Forecasting future Humphrey Visual Fields using deep learning

Glaucoma is a leading cause of blindness worldwide, and the ability to quickly anticipate future disease progression may prevent unnecessary vision loss. Humphrey visual field testing is the standard method used to evaluate disease progression in glaucoma patients. This test uses linear regression of certain global eye measurements to monitor damage and predict risk for disease progression. It has some shortcomings in that does not take into account the spatial nature of visual field loss in glaucoma and relies on global indices rather than more focal measurements. Newer models have been developed that are better at detecting subtle changes and can identify disease progression earlier, but they require a multiple vision field tests to achieve accurate results.
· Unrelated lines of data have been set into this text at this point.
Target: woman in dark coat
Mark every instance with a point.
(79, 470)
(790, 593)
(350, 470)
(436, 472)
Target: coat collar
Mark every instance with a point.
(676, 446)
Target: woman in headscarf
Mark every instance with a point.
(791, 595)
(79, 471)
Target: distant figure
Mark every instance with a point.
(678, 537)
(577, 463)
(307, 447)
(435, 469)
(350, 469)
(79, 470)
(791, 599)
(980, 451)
In this study, the authors aimed to develop a deep learning generative model to predict disease progression (to predict future visual fields with preserved spatial information) using minimal baseline visual field testing as input.

Deep learning models were trained on temporal data from a large group of patients using unfiltered real-world datasets. The deep learning networks were able to learn spatio-temporal Harvey visual field changes and to generate predictions for future (up to 5.5 years) Harvey visual fields, given only a single Harvey visual field as input.
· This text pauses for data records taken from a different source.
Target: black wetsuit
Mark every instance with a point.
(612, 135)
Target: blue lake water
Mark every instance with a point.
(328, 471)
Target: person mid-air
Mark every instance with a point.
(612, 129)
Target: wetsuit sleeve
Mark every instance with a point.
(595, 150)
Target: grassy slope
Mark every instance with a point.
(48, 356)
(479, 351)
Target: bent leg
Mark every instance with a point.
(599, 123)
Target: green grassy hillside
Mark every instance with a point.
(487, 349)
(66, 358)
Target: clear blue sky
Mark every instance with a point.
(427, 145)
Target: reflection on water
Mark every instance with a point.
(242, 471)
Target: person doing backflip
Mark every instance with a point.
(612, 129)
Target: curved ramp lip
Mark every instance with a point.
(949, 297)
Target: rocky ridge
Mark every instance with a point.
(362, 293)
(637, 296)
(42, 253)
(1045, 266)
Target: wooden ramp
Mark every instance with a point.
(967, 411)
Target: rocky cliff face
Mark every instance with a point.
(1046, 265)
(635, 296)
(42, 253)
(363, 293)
Serial comparisons between actual and artificial intelligence (AI) predicted Humphrey Visual Field (HVF).The single input HVF is used for multiple predictions at different time points. Point-wise mean absolute errors for the left panel from top to bottom were 3.8, 3.8, 5.1, and 4.0 dB respectively, and for the right panel from top to bottom were 2.3, 2.5, 3.2, and 3.2 dB, respectively.
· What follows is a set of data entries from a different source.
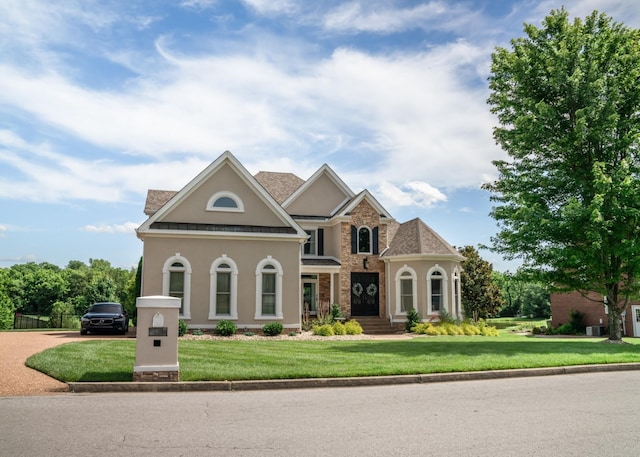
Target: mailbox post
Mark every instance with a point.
(157, 339)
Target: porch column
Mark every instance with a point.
(331, 294)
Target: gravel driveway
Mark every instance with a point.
(16, 379)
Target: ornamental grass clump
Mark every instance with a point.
(323, 330)
(448, 328)
(339, 328)
(226, 328)
(353, 328)
(272, 329)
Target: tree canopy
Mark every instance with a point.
(480, 293)
(46, 289)
(567, 98)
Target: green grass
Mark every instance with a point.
(507, 323)
(207, 360)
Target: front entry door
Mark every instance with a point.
(636, 320)
(309, 296)
(365, 294)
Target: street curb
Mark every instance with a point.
(272, 384)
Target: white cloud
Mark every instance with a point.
(272, 6)
(381, 17)
(127, 227)
(20, 259)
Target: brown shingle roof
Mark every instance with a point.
(156, 200)
(416, 237)
(279, 185)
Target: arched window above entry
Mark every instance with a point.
(226, 202)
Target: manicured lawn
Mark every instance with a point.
(209, 360)
(515, 322)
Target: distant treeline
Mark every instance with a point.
(45, 289)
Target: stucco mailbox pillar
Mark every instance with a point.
(157, 339)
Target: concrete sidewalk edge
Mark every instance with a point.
(270, 384)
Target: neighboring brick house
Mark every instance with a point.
(274, 247)
(595, 314)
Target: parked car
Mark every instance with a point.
(105, 316)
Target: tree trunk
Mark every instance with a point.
(615, 328)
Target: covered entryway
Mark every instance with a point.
(309, 294)
(365, 294)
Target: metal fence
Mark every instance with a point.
(62, 320)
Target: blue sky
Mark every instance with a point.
(101, 100)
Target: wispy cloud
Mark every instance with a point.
(382, 17)
(127, 227)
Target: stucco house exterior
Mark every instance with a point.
(275, 247)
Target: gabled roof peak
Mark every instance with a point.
(414, 237)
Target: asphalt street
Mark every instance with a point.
(590, 414)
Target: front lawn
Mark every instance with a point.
(213, 360)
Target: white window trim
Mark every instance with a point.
(279, 273)
(166, 276)
(370, 251)
(222, 194)
(445, 289)
(315, 244)
(414, 289)
(213, 289)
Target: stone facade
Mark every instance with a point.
(594, 313)
(362, 215)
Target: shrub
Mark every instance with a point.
(421, 328)
(353, 328)
(339, 328)
(470, 329)
(323, 330)
(226, 328)
(272, 329)
(182, 327)
(336, 312)
(413, 318)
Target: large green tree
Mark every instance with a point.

Previous applications of deep learning in glaucoma have been limited to classification rather than forecasting and included analysis of disc photos and optical coherence tomography images in addition to visual fields. This study demonstrates a novel application of deep learning to build generative models in glaucoma. These forecasted visual fields have the potential to guide clinical decision-making and disease management. Future research will focus on developing models that incorporate additional clinical parameters to assess their effects on forecasted visual fields and progression, which may aid in clinical decision making. Additionally, the model could be used to determine how Harvey visual fields would change depending on the intervention selected for each individual patient. This type of artificial intelligence application may help enable precision medicine for glaucoma management in the future.

Wen JC, Lee CS, Keane PA, Xiao S, Rokem AS, Chen PP, Wu Y, Lee AY. Forecasting future Humphrey Visual Fields using deep learning. PLoS One. 2019;14(4):e0214875. doi: 10.1371/journal.pone.0214875. eCollection 2019. PubMed PMID: 30951547; PubMed Central PMCID: PMC6450620.